2. Avoid the word "I" as much as possible, because it's so easily overused as well. An essay or prose poem becomes boring very quickly when the emphasis is solely our experience told with too many "I"s. Form sentences "I"-less, as often as possible. Make universal connections, thoughts that others can relate to, without "I"ing them to death.
I considered what to do with my life, but I couldn't decide. Would I be better off as an electrician or as a doctor? Or maybe I would simply become an artist and sell my work on street corners. I just wasn't sure. So I thought and thought about it, and one day I finally came up with a solution. I would be all three! I knew I was now on my way. I was so very happy. I can't tell you how happy I was.
Editorial selection is quite subjective, *I* realize, but for me, personally, something a little more universal, especially in the realm of creative nonfiction, and absolutely with prose poetry, is desired. *I'm* sure there are editors out there interested in a person who decides to become an electrician, a doctor, AND an artist. Even so, make the story a little more appealing, eh?

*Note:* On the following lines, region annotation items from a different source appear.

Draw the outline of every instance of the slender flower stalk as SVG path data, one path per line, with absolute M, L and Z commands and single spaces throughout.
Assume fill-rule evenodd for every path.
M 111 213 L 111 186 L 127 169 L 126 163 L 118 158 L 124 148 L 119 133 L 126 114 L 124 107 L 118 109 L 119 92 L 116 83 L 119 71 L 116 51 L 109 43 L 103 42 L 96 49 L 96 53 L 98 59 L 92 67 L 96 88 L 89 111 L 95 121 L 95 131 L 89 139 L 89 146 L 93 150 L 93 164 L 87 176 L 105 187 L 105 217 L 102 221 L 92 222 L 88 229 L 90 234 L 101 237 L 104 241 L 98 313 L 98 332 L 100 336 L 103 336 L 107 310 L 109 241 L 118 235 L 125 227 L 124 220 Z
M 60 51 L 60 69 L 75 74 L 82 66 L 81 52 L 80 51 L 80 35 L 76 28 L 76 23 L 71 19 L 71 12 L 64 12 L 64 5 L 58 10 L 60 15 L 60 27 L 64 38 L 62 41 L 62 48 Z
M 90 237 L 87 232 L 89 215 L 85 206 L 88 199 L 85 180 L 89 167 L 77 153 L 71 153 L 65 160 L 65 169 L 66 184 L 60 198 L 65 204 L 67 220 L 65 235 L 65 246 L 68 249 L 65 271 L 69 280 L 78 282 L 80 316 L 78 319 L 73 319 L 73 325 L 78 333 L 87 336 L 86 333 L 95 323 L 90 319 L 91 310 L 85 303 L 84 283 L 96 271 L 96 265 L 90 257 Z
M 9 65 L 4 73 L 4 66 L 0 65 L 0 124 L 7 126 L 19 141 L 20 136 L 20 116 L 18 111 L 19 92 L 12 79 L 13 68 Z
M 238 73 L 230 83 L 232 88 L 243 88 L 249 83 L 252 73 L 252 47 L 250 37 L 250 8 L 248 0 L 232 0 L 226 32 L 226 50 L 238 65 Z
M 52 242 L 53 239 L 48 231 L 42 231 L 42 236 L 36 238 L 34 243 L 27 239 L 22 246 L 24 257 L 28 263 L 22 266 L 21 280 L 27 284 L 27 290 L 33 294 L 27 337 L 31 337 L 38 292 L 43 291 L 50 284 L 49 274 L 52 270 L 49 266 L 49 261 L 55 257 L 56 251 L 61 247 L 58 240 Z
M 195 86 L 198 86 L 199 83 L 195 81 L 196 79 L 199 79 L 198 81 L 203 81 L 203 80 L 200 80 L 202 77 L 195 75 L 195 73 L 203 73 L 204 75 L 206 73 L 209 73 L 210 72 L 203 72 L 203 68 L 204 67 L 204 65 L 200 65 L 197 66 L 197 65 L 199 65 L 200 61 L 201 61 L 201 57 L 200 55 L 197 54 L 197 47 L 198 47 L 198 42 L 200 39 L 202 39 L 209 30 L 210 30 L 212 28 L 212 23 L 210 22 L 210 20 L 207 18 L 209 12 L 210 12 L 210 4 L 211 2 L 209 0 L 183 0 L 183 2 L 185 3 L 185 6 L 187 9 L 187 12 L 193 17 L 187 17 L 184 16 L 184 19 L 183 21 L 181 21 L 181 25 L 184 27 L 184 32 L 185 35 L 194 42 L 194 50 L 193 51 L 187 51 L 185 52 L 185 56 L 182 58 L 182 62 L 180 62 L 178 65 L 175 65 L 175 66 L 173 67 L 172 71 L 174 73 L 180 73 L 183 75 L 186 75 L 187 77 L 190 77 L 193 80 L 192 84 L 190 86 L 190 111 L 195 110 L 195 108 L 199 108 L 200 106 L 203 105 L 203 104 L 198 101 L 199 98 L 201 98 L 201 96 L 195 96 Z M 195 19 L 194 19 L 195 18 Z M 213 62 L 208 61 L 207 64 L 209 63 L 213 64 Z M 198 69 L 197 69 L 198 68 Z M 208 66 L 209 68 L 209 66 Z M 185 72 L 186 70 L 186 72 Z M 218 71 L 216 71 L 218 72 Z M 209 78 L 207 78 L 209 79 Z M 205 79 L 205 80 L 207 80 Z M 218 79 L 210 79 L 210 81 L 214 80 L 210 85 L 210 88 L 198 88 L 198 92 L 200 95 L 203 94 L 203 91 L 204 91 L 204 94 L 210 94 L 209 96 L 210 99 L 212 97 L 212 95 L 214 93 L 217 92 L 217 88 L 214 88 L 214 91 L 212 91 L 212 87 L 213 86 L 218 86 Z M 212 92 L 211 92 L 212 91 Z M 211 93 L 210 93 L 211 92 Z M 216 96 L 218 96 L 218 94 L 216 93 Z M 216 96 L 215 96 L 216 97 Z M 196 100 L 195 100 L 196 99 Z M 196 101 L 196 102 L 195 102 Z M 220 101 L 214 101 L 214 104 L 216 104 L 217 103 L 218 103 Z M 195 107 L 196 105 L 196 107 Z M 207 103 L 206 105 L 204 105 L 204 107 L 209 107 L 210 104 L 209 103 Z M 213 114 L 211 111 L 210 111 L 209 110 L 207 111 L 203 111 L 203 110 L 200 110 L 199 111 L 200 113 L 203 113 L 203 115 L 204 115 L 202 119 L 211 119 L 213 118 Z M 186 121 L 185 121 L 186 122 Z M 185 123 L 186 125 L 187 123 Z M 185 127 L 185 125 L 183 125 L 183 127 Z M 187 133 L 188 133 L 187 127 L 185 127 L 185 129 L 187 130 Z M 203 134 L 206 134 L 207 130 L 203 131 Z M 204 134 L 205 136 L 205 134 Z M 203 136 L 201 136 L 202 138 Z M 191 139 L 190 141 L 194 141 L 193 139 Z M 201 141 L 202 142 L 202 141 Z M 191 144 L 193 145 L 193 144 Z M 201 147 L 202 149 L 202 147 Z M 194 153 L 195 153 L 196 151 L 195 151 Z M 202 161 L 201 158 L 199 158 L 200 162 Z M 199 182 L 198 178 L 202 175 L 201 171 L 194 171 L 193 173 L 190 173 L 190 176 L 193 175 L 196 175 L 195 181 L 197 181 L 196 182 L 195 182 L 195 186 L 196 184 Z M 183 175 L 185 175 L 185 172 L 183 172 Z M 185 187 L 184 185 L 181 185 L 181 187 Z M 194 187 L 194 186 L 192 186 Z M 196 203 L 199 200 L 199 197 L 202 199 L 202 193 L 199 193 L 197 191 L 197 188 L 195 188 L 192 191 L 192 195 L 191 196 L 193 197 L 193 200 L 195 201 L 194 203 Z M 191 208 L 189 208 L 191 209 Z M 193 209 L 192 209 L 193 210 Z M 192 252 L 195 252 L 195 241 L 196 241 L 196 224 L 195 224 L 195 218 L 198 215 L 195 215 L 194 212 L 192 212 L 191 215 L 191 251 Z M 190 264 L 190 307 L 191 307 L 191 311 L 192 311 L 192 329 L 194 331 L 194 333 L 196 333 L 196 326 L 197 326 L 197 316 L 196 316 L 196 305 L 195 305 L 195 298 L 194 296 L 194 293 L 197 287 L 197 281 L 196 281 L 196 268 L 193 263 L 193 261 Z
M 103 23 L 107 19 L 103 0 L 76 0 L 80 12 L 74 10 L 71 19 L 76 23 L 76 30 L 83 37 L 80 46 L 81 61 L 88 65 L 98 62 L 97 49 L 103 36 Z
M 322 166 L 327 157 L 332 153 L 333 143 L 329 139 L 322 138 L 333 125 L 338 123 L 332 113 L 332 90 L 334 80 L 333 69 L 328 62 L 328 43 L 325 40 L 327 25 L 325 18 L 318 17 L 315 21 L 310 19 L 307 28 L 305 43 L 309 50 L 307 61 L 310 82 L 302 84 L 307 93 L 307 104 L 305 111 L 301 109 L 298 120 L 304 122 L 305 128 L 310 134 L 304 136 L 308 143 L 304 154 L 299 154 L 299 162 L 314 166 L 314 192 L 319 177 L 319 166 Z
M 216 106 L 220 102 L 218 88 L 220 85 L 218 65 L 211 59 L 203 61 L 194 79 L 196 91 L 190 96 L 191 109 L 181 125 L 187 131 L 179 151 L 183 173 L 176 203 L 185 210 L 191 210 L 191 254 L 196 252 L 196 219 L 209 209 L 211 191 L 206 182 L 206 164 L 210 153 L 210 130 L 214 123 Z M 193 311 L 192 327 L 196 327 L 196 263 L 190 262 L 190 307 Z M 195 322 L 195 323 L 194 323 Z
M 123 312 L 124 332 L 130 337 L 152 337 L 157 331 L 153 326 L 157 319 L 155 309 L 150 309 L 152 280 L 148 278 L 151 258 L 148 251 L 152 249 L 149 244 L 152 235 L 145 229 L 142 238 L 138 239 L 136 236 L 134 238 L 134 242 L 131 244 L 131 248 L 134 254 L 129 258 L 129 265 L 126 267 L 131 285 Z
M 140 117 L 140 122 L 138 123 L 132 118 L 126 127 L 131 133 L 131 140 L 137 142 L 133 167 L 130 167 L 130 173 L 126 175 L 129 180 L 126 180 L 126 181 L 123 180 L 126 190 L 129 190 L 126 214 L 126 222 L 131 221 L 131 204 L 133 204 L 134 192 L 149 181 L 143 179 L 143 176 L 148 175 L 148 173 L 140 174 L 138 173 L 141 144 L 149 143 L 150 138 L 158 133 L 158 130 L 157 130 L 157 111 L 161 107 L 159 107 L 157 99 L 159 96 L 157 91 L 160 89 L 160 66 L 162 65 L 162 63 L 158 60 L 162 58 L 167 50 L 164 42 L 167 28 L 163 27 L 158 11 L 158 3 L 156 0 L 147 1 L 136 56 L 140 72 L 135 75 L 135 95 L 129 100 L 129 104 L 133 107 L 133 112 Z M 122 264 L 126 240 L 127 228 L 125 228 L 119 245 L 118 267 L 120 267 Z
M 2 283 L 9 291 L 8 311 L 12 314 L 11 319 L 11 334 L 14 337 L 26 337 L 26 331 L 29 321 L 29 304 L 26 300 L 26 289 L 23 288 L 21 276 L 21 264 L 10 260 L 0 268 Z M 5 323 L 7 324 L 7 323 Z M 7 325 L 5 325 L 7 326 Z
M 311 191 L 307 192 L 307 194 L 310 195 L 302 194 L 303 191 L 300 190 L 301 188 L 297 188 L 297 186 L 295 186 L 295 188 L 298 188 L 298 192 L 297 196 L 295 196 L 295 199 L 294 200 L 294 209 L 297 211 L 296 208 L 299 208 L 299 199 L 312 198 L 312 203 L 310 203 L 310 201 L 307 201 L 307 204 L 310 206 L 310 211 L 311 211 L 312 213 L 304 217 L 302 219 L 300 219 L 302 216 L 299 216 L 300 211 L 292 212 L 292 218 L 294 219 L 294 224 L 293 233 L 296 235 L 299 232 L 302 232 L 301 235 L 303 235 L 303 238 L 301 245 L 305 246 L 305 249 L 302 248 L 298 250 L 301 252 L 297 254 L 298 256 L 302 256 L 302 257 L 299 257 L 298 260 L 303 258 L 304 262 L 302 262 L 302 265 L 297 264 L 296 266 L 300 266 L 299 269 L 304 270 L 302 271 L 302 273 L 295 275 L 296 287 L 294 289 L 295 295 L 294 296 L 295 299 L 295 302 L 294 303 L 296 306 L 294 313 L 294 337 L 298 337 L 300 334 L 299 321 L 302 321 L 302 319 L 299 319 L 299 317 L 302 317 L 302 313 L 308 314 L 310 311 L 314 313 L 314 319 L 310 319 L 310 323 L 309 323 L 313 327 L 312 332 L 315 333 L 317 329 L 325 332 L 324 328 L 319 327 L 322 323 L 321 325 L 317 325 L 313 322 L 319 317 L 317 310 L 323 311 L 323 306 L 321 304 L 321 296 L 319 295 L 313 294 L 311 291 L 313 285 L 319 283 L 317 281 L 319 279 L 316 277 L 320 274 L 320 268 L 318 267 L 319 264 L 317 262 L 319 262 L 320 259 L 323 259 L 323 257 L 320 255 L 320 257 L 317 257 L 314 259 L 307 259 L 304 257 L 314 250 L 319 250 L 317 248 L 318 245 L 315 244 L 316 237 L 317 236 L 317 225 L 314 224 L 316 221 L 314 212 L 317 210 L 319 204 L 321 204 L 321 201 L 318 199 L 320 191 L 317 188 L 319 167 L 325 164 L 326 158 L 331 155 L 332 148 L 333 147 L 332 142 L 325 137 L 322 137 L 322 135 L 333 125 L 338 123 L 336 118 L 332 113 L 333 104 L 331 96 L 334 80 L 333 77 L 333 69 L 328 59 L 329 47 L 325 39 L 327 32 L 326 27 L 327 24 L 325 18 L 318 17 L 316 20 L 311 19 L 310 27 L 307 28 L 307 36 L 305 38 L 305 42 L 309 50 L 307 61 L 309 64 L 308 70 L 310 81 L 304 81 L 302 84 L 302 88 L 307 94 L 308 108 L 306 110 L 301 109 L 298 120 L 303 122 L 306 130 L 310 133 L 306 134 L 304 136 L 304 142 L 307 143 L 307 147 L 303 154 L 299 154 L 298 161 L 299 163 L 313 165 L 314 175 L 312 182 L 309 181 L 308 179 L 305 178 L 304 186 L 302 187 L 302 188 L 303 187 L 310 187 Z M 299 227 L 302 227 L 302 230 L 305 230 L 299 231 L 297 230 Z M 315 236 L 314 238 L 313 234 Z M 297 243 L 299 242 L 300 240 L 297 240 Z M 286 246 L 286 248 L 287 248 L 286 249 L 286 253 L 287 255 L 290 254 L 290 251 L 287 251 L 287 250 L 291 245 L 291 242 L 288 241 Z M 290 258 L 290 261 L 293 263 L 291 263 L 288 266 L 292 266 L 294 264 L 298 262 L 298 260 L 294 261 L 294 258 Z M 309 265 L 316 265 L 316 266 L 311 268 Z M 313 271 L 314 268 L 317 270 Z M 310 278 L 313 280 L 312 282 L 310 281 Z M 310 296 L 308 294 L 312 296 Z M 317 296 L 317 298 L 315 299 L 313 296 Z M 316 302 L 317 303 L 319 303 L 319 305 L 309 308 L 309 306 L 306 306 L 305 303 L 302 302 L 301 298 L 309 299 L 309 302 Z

3. "Now" is a strong pet peeve of mine. Again, each editor is different, but this word attempts to bring the reader, I assume, into the moment, but all it does is point out a lack of originality. Saying that, to my annoyance, some of my favorite books have several instances of "now" in them -- I mark them with a yellow highlighter. Ha.
Now we're walking toward the forest, sunlight streaming down hard. Once inside, we look for a path, the one Robert Frost may have referred to. Now, having not found it, we retrace our steps and enter the sunlight once more.

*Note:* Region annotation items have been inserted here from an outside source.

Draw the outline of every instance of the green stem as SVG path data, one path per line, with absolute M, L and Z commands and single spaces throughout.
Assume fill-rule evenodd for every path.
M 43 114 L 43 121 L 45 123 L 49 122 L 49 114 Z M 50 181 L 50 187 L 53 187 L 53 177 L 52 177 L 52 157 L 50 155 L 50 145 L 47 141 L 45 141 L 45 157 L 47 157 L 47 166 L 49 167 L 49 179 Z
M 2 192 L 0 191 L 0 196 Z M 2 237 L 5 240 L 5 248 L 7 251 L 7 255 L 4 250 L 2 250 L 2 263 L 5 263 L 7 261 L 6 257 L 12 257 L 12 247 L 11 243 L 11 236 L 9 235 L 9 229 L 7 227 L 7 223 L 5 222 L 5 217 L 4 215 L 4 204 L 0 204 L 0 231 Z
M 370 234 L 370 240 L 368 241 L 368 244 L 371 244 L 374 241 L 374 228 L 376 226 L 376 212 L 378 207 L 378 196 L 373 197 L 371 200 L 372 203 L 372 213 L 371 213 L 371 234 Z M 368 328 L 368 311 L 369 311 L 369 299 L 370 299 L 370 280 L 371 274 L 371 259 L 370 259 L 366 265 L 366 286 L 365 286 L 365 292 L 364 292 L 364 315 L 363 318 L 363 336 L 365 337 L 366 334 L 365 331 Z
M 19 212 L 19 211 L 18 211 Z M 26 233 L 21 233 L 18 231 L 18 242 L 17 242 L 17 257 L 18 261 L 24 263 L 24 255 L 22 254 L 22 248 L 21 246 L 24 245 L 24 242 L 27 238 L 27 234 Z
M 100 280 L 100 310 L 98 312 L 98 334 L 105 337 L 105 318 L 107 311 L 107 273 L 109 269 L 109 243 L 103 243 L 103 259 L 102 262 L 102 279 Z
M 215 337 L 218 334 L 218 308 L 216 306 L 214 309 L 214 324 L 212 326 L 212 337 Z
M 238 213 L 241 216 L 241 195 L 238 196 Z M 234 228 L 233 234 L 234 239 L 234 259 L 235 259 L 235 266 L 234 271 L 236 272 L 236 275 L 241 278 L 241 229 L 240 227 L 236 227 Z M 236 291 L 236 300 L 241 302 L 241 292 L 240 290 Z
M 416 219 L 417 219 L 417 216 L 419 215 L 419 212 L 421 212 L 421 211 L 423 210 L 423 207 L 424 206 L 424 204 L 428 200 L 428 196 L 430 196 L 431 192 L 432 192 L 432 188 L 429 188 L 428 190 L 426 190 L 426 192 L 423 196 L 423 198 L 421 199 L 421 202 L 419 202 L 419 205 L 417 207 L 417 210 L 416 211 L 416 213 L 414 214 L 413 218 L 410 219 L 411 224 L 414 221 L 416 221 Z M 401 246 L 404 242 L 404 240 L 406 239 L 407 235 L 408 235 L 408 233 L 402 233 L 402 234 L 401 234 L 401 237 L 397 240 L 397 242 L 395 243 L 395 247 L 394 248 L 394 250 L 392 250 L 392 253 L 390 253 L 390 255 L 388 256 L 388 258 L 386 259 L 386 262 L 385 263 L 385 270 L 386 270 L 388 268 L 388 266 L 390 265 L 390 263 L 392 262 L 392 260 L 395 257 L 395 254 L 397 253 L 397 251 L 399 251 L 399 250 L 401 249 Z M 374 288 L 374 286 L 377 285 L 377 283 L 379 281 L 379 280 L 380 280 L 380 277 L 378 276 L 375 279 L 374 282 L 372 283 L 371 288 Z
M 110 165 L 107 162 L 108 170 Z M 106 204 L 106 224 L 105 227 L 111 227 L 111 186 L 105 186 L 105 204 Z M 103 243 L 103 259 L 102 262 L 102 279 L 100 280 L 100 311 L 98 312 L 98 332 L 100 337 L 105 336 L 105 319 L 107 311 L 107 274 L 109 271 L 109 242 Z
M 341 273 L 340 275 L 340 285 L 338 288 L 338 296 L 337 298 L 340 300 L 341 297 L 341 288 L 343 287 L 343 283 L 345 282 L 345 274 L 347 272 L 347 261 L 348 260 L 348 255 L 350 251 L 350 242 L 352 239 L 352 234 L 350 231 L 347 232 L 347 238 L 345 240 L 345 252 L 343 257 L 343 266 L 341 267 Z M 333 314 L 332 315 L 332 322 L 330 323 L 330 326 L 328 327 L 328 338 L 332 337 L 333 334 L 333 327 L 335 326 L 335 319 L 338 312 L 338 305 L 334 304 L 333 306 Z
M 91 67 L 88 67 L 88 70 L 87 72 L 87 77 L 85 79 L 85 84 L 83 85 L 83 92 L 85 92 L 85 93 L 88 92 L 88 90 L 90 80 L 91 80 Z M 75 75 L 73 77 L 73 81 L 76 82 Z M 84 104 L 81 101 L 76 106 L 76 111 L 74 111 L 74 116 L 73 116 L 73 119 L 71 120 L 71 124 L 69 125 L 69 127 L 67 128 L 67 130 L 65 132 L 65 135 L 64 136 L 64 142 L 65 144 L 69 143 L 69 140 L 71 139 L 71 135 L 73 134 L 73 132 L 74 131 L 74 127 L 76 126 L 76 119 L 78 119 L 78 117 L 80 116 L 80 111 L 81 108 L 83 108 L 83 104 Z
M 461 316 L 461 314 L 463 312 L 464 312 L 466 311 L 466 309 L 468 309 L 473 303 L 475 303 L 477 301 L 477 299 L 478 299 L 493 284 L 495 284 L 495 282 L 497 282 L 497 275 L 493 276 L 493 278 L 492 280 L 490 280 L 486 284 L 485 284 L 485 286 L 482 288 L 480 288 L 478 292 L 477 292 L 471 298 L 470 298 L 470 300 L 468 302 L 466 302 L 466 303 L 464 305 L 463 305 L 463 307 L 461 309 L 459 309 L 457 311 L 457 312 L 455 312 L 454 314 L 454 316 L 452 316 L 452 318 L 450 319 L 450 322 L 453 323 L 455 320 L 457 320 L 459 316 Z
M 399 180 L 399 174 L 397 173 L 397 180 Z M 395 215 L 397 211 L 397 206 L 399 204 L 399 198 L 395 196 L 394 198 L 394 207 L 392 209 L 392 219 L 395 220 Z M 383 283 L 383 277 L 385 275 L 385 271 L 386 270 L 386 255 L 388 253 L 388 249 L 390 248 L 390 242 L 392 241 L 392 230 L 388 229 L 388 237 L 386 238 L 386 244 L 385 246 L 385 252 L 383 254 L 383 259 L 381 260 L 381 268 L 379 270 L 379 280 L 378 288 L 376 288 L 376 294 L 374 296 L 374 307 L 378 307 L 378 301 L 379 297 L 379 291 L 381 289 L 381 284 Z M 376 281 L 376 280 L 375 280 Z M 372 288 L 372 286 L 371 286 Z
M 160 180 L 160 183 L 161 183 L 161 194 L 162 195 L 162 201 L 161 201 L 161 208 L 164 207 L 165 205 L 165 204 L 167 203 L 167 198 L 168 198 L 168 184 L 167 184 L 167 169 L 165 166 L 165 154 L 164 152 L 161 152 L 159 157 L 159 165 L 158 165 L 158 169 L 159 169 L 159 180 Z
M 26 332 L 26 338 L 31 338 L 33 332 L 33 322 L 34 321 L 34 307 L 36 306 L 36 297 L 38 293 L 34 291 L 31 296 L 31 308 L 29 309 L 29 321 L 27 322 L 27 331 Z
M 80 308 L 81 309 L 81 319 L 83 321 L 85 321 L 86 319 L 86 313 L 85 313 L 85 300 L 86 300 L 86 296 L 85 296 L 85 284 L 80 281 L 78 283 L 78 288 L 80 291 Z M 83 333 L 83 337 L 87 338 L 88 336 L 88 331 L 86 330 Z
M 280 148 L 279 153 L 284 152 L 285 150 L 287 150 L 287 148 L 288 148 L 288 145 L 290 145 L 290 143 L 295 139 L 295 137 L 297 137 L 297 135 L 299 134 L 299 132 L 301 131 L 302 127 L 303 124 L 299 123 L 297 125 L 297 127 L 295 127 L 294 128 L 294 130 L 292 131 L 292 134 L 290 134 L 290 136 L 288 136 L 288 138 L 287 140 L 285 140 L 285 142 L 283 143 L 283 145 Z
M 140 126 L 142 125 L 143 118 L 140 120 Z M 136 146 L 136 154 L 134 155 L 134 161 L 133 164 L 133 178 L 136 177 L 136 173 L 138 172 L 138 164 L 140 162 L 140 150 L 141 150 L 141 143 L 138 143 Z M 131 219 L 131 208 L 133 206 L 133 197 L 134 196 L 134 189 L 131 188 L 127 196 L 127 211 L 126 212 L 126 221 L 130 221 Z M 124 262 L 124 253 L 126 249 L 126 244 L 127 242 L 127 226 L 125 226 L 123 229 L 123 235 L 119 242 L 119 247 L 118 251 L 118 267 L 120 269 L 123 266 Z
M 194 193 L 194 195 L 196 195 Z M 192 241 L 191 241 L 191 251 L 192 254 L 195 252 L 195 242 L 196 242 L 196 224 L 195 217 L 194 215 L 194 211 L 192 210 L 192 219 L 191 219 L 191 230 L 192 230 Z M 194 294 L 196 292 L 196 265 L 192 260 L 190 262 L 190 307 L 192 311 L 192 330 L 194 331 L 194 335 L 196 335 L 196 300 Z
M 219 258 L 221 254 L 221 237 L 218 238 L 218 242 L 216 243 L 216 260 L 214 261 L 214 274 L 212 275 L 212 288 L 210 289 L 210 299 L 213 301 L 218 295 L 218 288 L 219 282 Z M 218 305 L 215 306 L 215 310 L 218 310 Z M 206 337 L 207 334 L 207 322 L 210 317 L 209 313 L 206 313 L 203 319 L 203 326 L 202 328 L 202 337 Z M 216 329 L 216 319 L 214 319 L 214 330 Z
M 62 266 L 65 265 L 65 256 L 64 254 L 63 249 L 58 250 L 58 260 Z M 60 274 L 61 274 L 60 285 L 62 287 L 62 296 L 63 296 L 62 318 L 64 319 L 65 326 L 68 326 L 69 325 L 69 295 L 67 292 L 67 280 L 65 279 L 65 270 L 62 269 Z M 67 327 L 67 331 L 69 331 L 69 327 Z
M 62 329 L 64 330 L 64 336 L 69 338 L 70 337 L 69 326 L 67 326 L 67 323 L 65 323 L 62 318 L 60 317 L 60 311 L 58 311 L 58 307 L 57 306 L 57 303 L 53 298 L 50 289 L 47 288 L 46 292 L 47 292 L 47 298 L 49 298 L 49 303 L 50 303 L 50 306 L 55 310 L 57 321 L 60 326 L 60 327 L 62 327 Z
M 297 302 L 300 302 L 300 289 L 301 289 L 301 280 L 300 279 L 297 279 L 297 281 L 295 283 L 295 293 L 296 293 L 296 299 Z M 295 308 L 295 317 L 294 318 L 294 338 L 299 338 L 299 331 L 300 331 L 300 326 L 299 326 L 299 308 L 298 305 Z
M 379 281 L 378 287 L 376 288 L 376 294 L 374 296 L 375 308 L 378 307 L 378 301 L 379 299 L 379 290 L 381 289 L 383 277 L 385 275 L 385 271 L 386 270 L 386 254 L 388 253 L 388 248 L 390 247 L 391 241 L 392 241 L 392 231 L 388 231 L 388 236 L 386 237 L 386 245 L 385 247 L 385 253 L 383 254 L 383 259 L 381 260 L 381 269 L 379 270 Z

4. Similarly, "Today I look..." or "I look" or "I peer" or .... Just a few of what some call "distancing" words, these are weak substitutes for creative construction of lines. Try a little harder? I won't enumerate them all, but you can do a Google search. But do remember that rules, in the hands of a skilled writer, are meant to be broken. But only in the hands of a skilled writer. Until some have put in the effort, it's often best to at least initially follow the rules.
Now I look for something as simple as a rock. I'll peer, I think, into the field first, then alongside the highway. I may even glance along a rural road or two.
4. Then there are what I call the "slack words," those which mean and do very little but fill up space. Yet at the same time we don't want our writing so tight that it can't breathe. The fine balance is what we seek, the strong writing and the good story in tandem. This is similar to pacing, but not quite the same. Maybe we could call this "the pacing of language" rather than line pacing.
Today I looked around at all the many fine birds flying through the air and I wondered how long before lunch. Isn't the sky lovely, I thought, as I gazed upon the wondrous blueness. (Too much)
Birds flying. Lunch. Lovely sky. And oh the blueness. (Too little)
Neither are lastingly appealing. But hopefully these give you a general idea of what I'm trying to get across. Little pieces always make up the bigger picture.
2. Why your work may be rejected: a) the sheer number of submissions -- choices have to be made, and often they're tough choices to make, but make them we must; b) the theme or fit within the whole may not be compelling enough; this is incredibly subjective; c) for EIR, the wide audience focus may be overlooked, and the material may be a better fit for another venue, especially if it contains very mature themes or rough language (swearing); d) your work isn't edited as well as it should be; for example, in Issue 12, we received at least 2 different author instances of "lightening" when "lightning" was meant, and a number of pieces of work had more than a few punctuation, spelling, or missing word issues.